The new strategy focuses on 44 specific actions for the National Water Program to take in responding to climate change.

They fall within five topic areas - mitigation, adaptation, research, the education of water program professionals on climate change issues and management of climate change work within the National Water Program.

For instance, the strategy acknowledges that the EPA, states, and tribes implementing core water programs will need to continue to meet drinking water, clean water, and wetlands protection goals as the climate changes.

Warmer air and water, changes in weather patterns, and rising sea levels will create challenges that may require modifications to programs and new tools in order to sustain past progress and avoid new risks to human health and aquatic ecosystems.

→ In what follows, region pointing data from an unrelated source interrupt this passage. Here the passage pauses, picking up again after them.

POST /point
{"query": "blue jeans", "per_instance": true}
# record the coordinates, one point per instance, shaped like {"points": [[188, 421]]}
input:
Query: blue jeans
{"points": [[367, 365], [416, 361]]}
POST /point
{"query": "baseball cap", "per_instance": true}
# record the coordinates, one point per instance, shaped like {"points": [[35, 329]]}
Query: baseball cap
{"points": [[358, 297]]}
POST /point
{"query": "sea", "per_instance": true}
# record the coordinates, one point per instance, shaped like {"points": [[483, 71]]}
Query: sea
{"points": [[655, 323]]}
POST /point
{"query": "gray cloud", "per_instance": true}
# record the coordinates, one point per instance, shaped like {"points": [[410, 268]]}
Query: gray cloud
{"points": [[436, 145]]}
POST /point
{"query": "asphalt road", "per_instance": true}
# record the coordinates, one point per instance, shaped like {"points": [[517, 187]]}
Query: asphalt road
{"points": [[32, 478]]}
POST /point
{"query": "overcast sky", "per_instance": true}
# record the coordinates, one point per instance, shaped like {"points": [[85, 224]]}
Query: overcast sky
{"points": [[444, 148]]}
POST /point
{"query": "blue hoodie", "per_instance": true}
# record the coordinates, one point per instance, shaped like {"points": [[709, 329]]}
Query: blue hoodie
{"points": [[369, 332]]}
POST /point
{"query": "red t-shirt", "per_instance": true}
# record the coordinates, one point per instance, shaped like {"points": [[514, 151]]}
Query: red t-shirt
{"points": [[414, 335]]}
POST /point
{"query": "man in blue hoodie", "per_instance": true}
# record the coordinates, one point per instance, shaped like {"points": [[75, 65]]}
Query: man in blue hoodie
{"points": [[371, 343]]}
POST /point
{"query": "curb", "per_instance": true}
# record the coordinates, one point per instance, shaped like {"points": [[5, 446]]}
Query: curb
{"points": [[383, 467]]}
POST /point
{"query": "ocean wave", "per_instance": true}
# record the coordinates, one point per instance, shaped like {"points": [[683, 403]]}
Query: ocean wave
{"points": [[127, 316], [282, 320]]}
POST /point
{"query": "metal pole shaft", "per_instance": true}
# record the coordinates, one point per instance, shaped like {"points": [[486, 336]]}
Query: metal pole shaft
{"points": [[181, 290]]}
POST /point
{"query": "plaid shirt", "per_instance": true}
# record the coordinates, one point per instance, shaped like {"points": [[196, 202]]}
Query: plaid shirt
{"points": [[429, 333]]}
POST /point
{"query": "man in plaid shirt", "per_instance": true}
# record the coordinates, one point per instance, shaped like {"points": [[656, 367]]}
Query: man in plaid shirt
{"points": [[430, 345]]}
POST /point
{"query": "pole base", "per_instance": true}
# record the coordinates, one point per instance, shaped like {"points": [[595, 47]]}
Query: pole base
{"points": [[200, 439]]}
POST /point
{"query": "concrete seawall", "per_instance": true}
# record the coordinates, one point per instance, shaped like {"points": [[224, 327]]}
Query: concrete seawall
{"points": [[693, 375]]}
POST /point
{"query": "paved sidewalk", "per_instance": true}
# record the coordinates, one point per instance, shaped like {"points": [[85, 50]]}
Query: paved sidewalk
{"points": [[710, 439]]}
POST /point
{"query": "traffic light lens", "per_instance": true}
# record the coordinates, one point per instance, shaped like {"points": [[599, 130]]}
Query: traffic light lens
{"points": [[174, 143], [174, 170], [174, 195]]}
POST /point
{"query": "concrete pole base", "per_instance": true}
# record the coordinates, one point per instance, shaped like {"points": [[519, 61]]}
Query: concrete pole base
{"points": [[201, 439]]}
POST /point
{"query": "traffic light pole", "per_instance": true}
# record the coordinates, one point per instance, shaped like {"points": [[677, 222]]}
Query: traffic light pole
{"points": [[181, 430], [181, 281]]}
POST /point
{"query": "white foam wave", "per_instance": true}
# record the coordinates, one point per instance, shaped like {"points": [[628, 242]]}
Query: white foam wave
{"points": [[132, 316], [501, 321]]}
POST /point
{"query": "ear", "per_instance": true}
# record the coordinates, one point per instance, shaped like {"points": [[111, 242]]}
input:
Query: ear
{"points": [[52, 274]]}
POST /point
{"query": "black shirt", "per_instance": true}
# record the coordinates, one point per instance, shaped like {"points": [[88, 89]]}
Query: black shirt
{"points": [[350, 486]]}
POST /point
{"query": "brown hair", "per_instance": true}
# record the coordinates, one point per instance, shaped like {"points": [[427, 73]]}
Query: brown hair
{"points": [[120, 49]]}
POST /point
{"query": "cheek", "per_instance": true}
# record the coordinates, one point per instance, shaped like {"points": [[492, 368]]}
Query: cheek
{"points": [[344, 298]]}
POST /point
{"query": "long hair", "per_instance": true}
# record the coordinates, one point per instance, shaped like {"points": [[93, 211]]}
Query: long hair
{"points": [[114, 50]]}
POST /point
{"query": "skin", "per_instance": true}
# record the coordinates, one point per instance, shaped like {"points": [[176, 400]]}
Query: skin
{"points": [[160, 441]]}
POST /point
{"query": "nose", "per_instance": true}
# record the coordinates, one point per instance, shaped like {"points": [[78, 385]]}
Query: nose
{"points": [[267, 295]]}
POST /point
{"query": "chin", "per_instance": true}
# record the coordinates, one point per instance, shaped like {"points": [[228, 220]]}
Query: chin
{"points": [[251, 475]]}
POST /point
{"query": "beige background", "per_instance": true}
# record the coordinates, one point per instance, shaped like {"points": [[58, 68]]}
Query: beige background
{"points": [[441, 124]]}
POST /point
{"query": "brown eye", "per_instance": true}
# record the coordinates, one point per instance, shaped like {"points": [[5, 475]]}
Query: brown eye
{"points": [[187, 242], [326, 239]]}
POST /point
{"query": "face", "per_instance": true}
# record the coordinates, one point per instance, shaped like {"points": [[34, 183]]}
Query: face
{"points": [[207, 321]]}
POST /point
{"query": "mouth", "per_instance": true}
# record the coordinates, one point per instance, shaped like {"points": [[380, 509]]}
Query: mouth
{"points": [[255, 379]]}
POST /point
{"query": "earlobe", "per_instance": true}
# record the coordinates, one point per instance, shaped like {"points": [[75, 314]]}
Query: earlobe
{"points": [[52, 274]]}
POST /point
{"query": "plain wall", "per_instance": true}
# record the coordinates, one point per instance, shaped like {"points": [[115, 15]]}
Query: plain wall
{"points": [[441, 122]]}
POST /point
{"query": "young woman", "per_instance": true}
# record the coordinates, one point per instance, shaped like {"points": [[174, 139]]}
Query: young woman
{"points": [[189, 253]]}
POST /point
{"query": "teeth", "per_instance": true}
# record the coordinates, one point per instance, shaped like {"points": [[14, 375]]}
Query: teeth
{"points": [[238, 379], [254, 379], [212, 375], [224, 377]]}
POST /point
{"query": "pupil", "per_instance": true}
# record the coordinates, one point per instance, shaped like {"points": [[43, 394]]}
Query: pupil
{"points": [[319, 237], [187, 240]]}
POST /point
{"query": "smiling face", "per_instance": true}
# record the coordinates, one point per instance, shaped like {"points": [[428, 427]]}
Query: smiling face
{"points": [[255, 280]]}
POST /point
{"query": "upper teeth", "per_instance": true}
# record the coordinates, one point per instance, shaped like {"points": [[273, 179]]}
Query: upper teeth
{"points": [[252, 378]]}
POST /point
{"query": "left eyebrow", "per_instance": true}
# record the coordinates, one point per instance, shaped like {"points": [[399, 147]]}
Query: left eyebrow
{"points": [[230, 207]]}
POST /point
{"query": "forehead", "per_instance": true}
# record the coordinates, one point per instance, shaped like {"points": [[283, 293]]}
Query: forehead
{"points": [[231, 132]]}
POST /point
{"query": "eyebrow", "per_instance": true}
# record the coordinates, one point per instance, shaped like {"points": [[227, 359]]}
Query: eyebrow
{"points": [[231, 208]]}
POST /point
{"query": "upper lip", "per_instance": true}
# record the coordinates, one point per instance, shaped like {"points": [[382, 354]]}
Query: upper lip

In response, the National Water Program will:
• measure, minimize and manage the impacts of climate change on water resources using effective adaptation approaches and will be responsive in our standards and permitting programs
• be proactive in adapting watershed protection, wetlands, and infrastructure programs in light of climate change
• develop tools, standards and guidelines, and identify best practices to understand and measure the nature and magnitude of chemical, biological, and physical effects of climate change on water resources
• apply environmental science, technology, and information to guide and support proactive climate change planning and management

The National Water Program will evaluate new industry sectors, including biofuels, and existing effluent guidelines for industrial categories to assess the need for new or revised technology-based performance standards within the National Pollutant Discharge Elimination System.